Têm medo, mas cada vez mais os contratos de edição incluem os direitos para o ebook. Não acho que isso seja um problema. Paulo Coelho, que não é uma pessoa conhecida pelas suas ideias filantrópicas, colocou todos os seus livros na Internet porque percebeu que as pessoas que liam os livros em formato electrónico iam a seguir comprar o verdadeiro livro.
O livro electrónico é mais uma forma de ler e tudo depende de como queremos ler. Se quiser apenas ler um texto, conhecer um texto, tanto me faz que seja num ecrã ou num livro electrónico. Mas se quiser ler como costumo ler – eu, Alberto Manguel -, fazendo anotações nas margens, passando da página 74 para a página 32 para depois ir espreitar a página 3, não posso fazer isso com um livro electrónico – ou talvez possa, mas é mais complicado. A mim o ebook não me é útil – mas percebo perfeitamente que o seja para outros.
Gostemos ou não, o futuro não será electrónico na mesma?
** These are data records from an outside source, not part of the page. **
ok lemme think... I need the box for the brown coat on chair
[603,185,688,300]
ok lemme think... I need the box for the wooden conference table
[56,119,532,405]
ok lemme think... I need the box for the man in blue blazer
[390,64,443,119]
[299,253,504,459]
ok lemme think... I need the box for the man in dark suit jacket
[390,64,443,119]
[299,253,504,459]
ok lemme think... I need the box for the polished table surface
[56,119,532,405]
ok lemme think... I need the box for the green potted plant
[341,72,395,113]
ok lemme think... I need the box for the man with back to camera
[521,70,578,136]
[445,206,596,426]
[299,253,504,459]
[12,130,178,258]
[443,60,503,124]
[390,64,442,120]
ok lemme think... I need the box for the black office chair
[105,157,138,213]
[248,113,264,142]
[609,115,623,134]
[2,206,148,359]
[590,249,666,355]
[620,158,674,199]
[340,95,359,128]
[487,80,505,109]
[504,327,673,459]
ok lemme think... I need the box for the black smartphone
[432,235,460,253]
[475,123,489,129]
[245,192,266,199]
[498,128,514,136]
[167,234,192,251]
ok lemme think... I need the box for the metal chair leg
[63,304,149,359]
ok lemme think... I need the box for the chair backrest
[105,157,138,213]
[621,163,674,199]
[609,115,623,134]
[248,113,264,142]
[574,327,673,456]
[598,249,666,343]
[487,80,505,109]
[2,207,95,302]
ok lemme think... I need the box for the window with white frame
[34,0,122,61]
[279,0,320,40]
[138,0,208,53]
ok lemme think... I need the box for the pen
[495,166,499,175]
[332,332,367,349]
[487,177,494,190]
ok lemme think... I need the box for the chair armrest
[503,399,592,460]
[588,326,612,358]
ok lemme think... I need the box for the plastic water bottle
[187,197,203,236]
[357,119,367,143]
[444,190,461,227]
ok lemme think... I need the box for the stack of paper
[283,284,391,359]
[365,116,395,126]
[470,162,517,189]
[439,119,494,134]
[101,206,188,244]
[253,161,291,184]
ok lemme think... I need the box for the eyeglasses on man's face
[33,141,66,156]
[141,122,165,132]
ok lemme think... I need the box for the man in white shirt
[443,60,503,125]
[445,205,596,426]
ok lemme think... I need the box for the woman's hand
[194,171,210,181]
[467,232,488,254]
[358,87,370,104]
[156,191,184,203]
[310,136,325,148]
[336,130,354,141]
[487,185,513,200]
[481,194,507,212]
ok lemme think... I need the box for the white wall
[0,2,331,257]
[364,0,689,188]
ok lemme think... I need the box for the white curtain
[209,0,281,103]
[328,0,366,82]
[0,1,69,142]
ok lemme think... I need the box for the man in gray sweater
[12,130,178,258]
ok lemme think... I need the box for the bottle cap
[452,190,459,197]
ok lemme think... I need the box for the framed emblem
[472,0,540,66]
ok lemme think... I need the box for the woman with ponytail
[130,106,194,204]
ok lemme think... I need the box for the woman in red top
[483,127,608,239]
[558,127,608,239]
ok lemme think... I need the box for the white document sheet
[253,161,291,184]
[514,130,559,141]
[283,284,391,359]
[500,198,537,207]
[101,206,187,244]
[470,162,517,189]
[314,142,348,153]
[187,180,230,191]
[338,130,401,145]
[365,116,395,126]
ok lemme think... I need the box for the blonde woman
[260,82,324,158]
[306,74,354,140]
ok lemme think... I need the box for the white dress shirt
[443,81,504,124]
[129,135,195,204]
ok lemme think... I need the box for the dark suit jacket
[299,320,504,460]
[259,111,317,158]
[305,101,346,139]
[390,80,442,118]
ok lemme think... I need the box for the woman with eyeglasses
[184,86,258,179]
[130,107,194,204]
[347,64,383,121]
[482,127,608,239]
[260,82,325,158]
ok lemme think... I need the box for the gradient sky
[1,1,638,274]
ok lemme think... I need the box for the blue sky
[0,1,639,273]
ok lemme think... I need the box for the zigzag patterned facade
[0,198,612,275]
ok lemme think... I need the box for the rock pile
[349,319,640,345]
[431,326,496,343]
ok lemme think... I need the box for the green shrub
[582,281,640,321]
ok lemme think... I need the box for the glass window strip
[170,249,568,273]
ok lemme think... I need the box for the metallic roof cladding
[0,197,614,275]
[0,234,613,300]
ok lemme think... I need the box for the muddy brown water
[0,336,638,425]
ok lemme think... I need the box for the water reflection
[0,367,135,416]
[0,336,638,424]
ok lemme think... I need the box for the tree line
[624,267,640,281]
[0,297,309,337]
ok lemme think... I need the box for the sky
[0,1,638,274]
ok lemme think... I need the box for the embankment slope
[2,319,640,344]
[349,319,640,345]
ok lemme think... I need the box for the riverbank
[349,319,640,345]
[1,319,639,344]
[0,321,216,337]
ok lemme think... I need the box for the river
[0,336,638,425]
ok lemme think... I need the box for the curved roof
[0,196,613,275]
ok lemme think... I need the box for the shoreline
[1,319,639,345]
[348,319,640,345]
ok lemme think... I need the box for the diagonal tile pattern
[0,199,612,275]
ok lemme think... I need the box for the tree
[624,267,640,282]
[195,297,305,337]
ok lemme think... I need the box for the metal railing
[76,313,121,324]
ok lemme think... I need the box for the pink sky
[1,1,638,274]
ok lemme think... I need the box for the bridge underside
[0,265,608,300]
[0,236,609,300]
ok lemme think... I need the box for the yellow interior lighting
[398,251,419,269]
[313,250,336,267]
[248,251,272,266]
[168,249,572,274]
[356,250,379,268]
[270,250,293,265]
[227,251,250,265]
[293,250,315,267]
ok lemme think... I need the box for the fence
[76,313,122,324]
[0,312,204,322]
O futuro não – o presente. O futuro, esse, não sei como vai ser. O meu filho utiliza hoje a electrónica para tudo, para ouvir música, para falar ao telefone, para ler, para comprar bilhetes de avião – tudo passa pela electrónica. Mas também lê livros, também ouve CD de música e discos de vinil. Estamos num presente cuja tecnologia é electrónica – é absurdo negá-lo. Mas daqui a 10 ou 20 anos, vamos dizer: “Ainda usas um computador? Não tens um pffttt?” (não sei que nome iremos dar a tecnologia que virá a seguir).
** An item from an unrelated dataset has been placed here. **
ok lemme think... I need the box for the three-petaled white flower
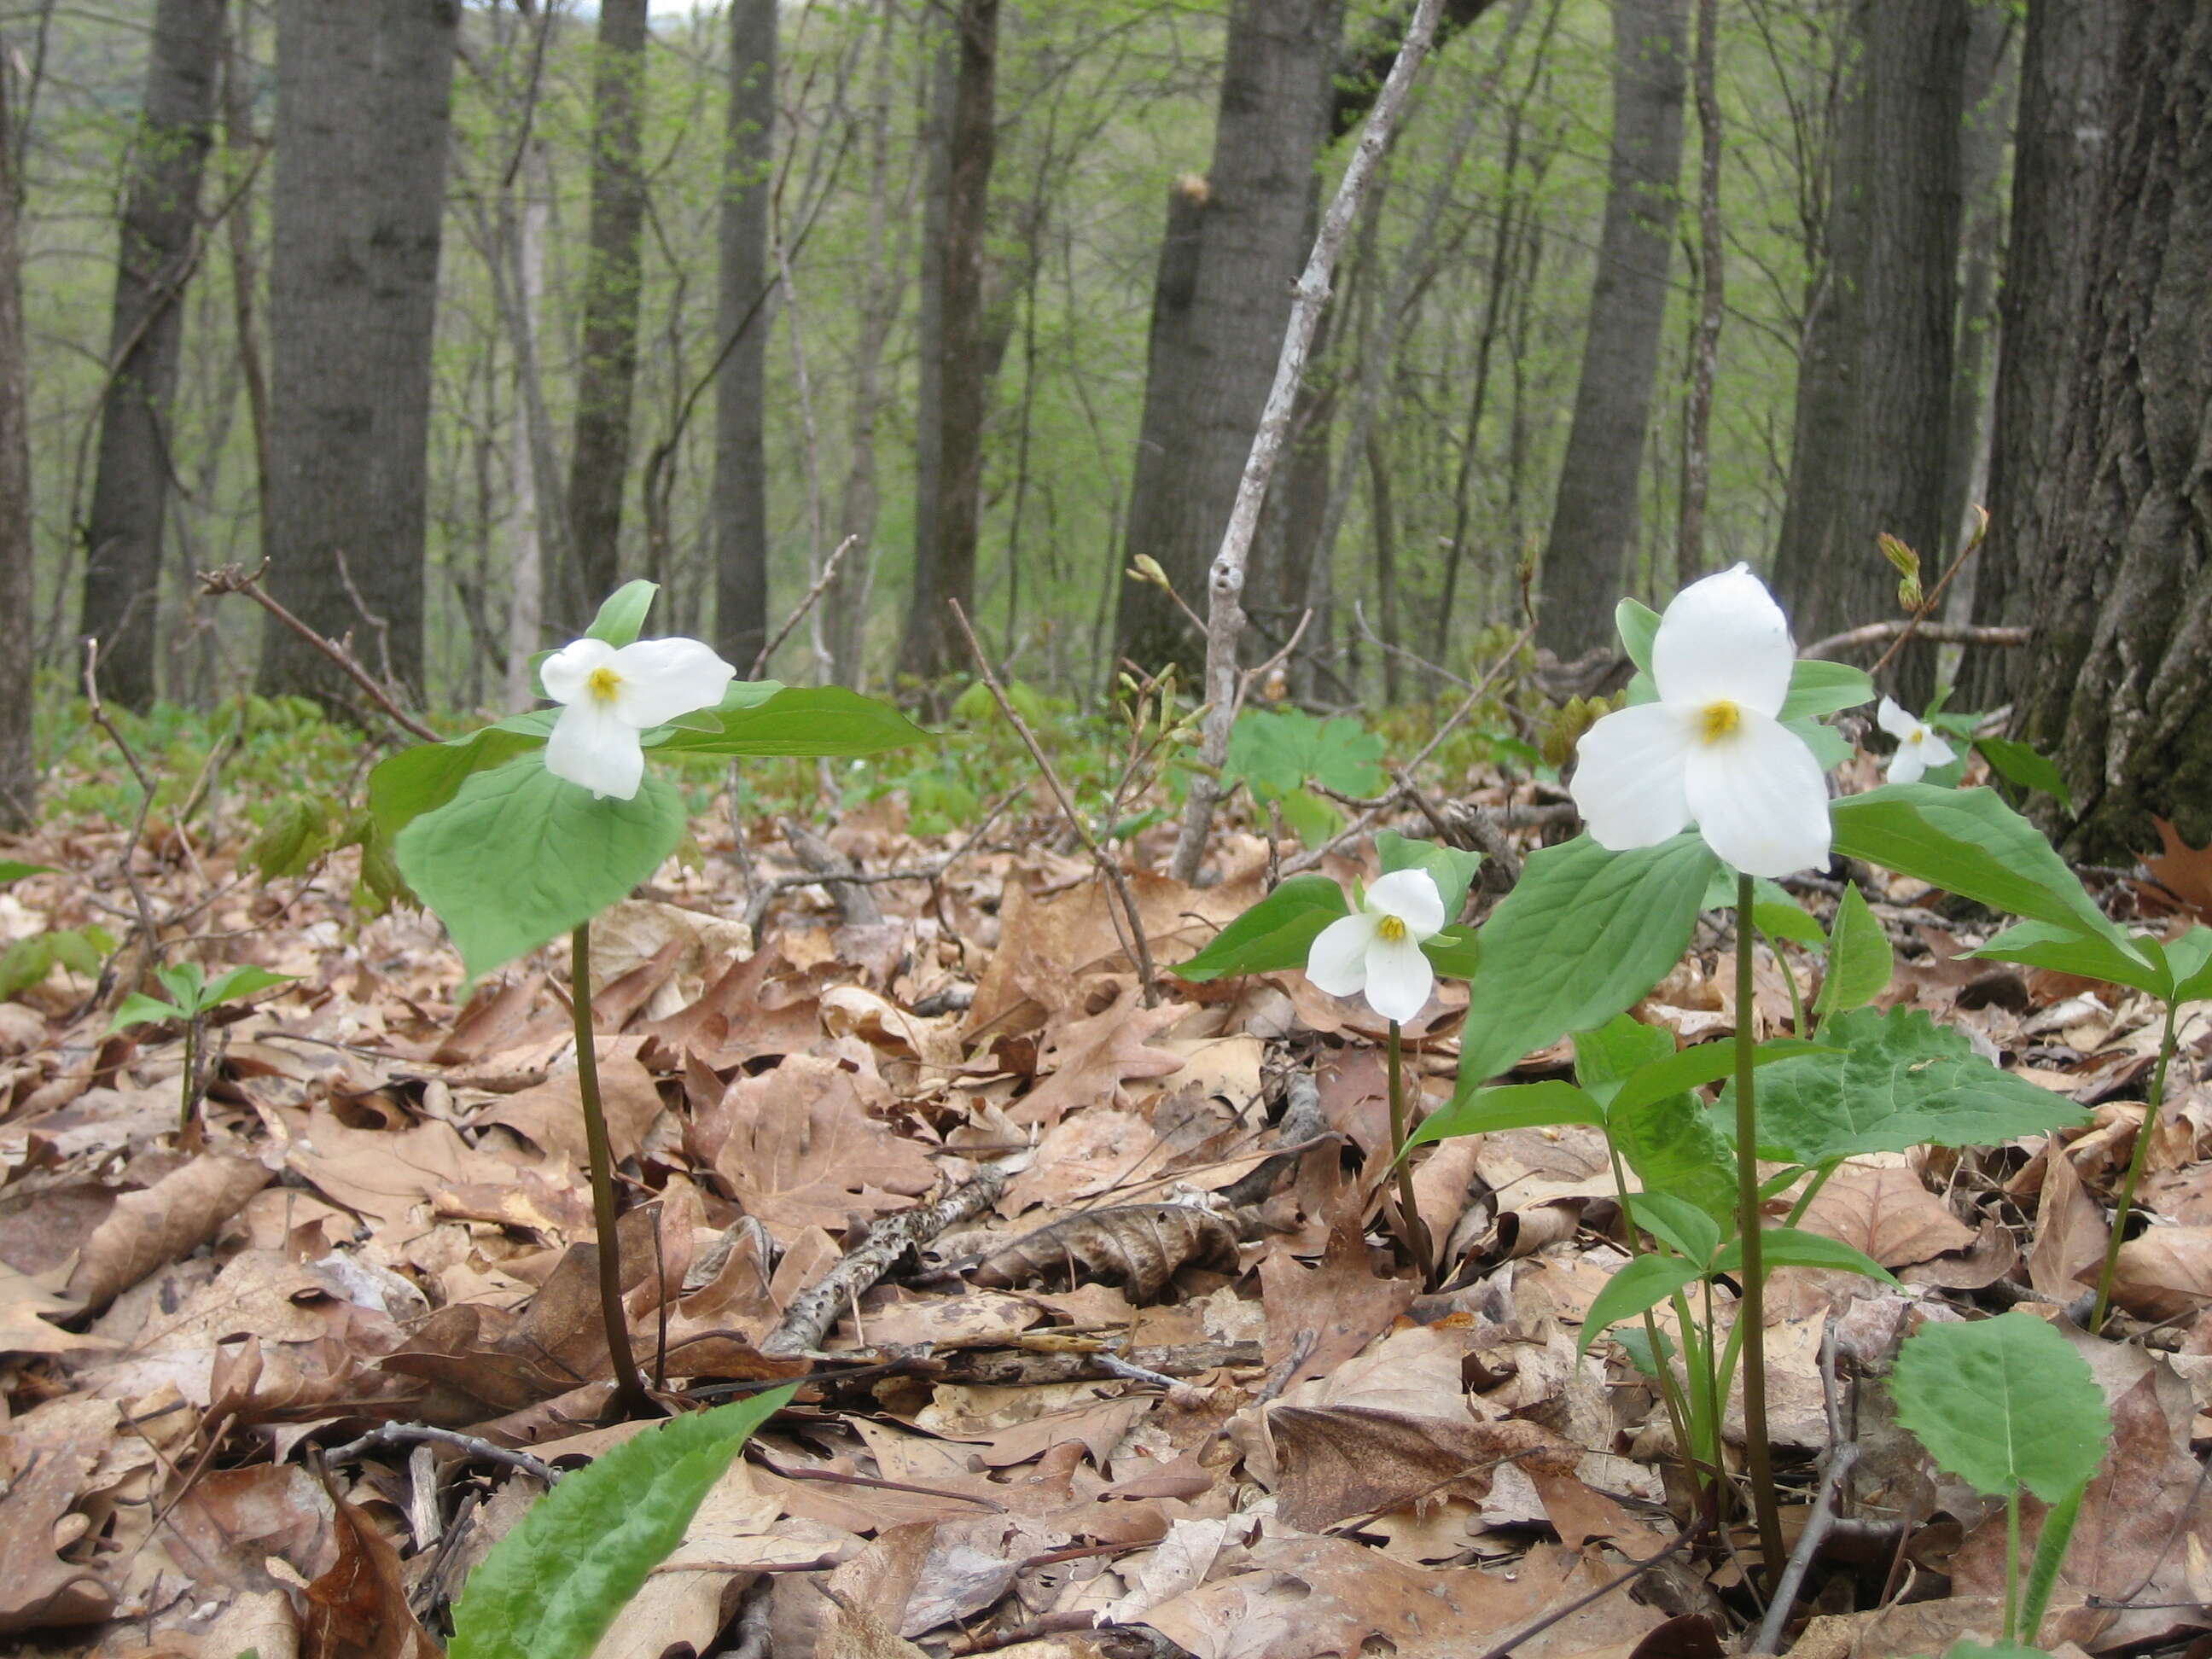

Estamos a mudar de objectos quotidianos a um ritmo impressionante. Mas nada disso me assusta, faz parte da nossa realidade. O que me assusta é a nossa utilização desses instrumentos e a falta de liberdade com a que os utilizamos. Estamos a transformar-nos cada vez mais em meros consumidores. É essencial reflectirmos sobre isso, porque estamos a perder uma liberdade que define a nossa condição humana.
É muito importante sabermos por que usamos uma coisa. Eu não uso telemóvel, não uso a Internet, não tenho email, mas é uma escolha, não é uma resistência contra algo que me poderia servir. A mim, essas coisas não me servem. Percebo perfeitamente que um cirurgião, que pode ser chamado de urgência, precise do telemóvel, mas a ideia dessa presença constante, dessa comunicação constante, dessa urgência constante, é totalmente falsa. E nós aceitámo-la – mas espero que consigamos reagir. Já chega, já brincámos com todos esses brinquedos e agora vamos pensar um pouco para saber se realmente precisamos deles.
A Internet permite associar ideias, inclusive literárias, quase como se fosse por acaso. Não pensa que isso pode expandir a imaginação?
Essa é precisamente a forma como usamos uma biblioteca. Há mesmo uma biblioteca – que para mim é o arquétipo das bibliotecas -, que é a de Aby Warburg [historiador, 1866-1929]. Foi instalada em Hamburgo em inícios do século XX e é uma biblioteca “associativa” no sentido em que Warburg colocava os livros na ordem em que ele os associava. Ele desenvolveu, por exemplo, uma “lei do leitor”, e em particular uma “lei do bom vizinho”, segundo a qual a informação de que estamos à procura se encontra sempre no livro ao lado daquele que tirámos para consulta [ri-se]. A leitura é uma actividade associativa, sempre foi.
Procuramos uma informação, lemos um livro e ao lado desse livro há outro e é assim que construímos as nossas bibliotecas e as nossas cronologias.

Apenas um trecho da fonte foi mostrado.